Police and firefighters inspect the wreckage after what was thought to have been a high-speed crash yesterday. Photo/Peter de Graaf.

A crash that left a Far North man soaked in petrol and trapped upside-down in his car against an electric fence is a stark reminder to slow down over the Christmas holidays, police say.

The crash occurred just after 11am yesterday when the driver of a Subaru Impreza lost control as he was heading towards Kerikeri on Kapiro Rd.

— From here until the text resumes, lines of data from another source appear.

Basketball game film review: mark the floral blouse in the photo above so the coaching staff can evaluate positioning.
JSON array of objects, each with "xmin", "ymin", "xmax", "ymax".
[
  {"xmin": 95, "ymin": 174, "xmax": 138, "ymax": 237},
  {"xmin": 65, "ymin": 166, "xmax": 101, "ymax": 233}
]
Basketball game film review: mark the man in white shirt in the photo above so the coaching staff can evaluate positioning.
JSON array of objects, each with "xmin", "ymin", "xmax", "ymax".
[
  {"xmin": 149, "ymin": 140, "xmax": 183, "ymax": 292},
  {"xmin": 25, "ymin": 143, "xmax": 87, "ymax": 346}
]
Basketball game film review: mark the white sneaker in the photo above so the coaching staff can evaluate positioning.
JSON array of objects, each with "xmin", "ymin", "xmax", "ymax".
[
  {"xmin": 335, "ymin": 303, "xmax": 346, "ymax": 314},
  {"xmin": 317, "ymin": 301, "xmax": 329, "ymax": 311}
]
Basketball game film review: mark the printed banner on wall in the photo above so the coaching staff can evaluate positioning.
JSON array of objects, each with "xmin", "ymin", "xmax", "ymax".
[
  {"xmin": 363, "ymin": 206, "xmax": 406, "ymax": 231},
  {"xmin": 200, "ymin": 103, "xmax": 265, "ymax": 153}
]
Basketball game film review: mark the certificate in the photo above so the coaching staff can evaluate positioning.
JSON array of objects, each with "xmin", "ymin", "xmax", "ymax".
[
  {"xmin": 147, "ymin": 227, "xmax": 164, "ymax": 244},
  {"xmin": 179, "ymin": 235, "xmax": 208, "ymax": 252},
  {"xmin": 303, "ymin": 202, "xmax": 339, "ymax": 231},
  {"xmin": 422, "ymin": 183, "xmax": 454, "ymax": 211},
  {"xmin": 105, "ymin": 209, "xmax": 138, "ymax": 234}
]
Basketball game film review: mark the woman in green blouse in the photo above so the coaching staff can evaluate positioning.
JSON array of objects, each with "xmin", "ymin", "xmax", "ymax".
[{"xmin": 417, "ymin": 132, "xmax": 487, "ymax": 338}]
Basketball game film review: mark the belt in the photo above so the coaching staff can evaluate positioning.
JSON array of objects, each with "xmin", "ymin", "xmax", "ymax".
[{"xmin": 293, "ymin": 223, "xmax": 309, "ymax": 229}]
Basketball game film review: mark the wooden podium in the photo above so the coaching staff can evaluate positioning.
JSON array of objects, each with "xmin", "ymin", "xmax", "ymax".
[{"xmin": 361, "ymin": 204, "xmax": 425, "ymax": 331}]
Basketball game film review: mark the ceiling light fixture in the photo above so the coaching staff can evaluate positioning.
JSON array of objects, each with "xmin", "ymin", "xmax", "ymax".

His car dropped into a shallow roadside ditch, careered about 50m along a grass verge and demolished a wooden fence before apparently becoming airborne. The vehicle grazed the top of a row of large rocks, snapped several small trees and cleared a fence before coming to rest on its roof in a paddock.

A passenger, understood to be the driver's daughter, was unhurt but the driver was trapped in the wreckage. His large size, and the fact petrol was leaking over him, complicated the job of Kerikeri Fire Brigade volunteers as they worked to cut him free. A neighbour turned off power to the property so the electric fence would not spark a fire.

The car driver was thought to have suffered only minor head injuries and was taken by St John Ambulance to Bay of Islands Hospital in Kawakawa. He was seen to be wearing a ankle bracelet of the type issued by Corrections to offenders on a sentence such as home detention or community detention, or on electronically monitored bail.

Constable Murray Wickliffe, of Kerikeri police, said speed was thought to be a factor in the crash. It was a timely reminder for motorists to slow down and take care on the roads.

"People have to think about their families and getting home safely for Christmas."

The driver had been saved from serious injury because the car had come to rest in a ditch, so the area where he was was not completely flattened.

A young woman on horseback nearby was also fortunate her horse was not spooked by the smash. Mr Wickliffe said drivers had to slow down when passing horses, even when they were well off the road.

The property owner is understood to have put a row of large rocks in place after a drunk driver demolished part of the fence about two years ago. Yesterday's accident demolished the other part of the fence.